Jesse:
Happy New Year, brother! If you’re reading this post, I presume you’ve finally found a WiFi hub. Good: you’re gonna get a kick out of this dispatch.
[NOTE: To all our fellow New Scots following along at home, Jesse has just deployed to Afghanistan; he’ll be there for the next 7 months. He decided that defending our freedom abroad is a good way to pass the time when you’ve got bourbon aging back home…]
I spent most of the day with John and Rick at the Albany Distilling Company, and together we sampled New Scotland Spirits’s one-year-old bourbon. It seems like just yesterday we were pouring that clear divine nectar into charred oak barrels… yet somehow that was over twelve months ago, as proven by the crisp golden color seeping into our bourbon.
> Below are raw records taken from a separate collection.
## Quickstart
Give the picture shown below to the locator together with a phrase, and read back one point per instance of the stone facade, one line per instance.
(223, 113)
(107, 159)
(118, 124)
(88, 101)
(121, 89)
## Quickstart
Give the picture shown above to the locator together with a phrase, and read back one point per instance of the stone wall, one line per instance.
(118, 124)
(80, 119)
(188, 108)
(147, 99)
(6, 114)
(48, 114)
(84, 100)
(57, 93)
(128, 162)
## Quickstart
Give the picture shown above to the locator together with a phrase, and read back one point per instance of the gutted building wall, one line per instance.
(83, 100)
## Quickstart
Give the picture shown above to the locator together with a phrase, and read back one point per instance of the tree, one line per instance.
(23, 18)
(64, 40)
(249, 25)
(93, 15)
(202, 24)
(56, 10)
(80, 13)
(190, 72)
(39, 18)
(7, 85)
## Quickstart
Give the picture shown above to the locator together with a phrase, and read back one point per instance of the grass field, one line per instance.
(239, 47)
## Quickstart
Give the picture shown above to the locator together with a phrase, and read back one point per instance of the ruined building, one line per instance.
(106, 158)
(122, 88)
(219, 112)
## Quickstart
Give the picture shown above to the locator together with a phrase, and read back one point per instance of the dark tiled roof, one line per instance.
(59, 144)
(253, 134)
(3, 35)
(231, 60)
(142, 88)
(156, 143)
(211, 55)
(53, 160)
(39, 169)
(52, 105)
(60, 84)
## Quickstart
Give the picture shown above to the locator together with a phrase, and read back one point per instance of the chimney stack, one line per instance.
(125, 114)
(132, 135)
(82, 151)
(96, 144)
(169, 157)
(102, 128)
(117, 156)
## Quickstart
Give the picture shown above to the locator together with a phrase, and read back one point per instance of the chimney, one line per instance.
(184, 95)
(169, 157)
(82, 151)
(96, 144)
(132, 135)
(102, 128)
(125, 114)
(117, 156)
I mean, just LOOK at this! After only a year, our bourbon has taken on the honey-colored hue of the oak it’s kissing.
But the sight of the bourbon isn’t what’s newsworthy here; that distinction belongs to the taste. And in a word: it’s mother f**king great.
So that’s three words—one was insufficient.
Jesse, I’m telling you… this is going to be BIG. Our bourbon is already so quality that we could probably just bottle it now. But true to convention, I agree that we should age it for the minimum two years necessary to secure the “straight” bourbon whiskey distinction, and then an additional two years after that in line with the traditional significance of the bottled in bond legislation.
Anyway, I had a blast with the ADCo boys. They were gracious enough to make some time to pull samples from our casks, and then we talked business over bourbon at the bottle shop. They were clearly surprised that we’re achieving such promising notes in our whiskey so early on in the aging process. This business is one gigantic and excruciating exercise in delayed gratification, because enjoying the phenomenon in these pictures is 36 months away. But if this past year is any indication, 2023 will be here before we know it.
Keep your head down out there, bro. You’re not gonna want to miss this… so get home safe and sound.